Alta do dólar vai encarecer pão, bebidas e até o Natal

A alta do dólar frente ao real nos últimos meses não afeta apenas o preço das viagens internacionais, mas também impacta o bolso do consumidor nos supermercados. Especialistas ouvidos pelo R7 já preveem aumento de preços de até 13% nas prateleiras em agosto e até mesmo produtos natalinos mais caros em dezembro.

O vice-presidente da área de alimentos da Abba (Associação Brasileira dos Importadores e Exportadores de Bebidas e Alimentos), Sydney Bratt, afirma que a subida de preços pode chegar a 13% e vai atingir todas as mercadorias importadas, como bacalhau e vinhos.

— Em agosto, aquele estoque antigo que vários importadores tinham vai ter terminado e [eles] vão ser obrigados a colocar todo esse incremento… Agora não vejo por que afeta mais o trigo do que o chocolate… Eles todos entram no Brasil, tem que fechar um câmbio, trocar para real e esse aumento da moeda afeta todo e qualquer produto.
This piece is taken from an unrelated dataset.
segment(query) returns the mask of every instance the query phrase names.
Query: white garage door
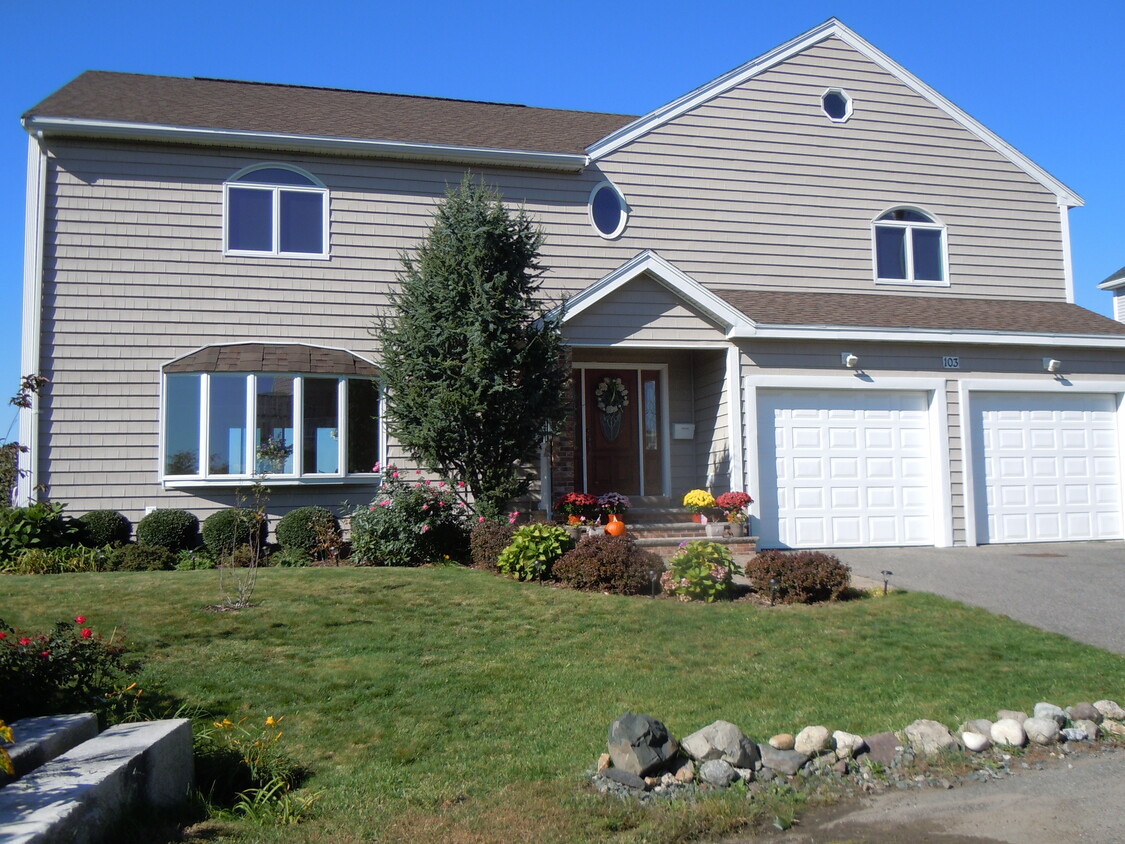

Já o presidente do conselho da Abba, Adilson Carvalhal, prevê um impacto maior no óleo de soja, no azeite de oliva e na farinha. Esses são derivados do trigo e da soja, que assim como o milho, são commodities (bens comercializados globalmente e que tem seu preço cotado em moeda estrangeira).

Ele também enxerga um aumento mais contido nas prateleiras de até 8% no próximo mês, se o dólar continuar no patamar acima de R$ 2,10. Atualmente, a moeda americana está cotada em R$ 2,24.

O professor de economia do Ibmec (Instituto Brasileiro de Mercado de Capitais) Mauro Rochlin enxerga uma alta de até 10% no preço do trigo.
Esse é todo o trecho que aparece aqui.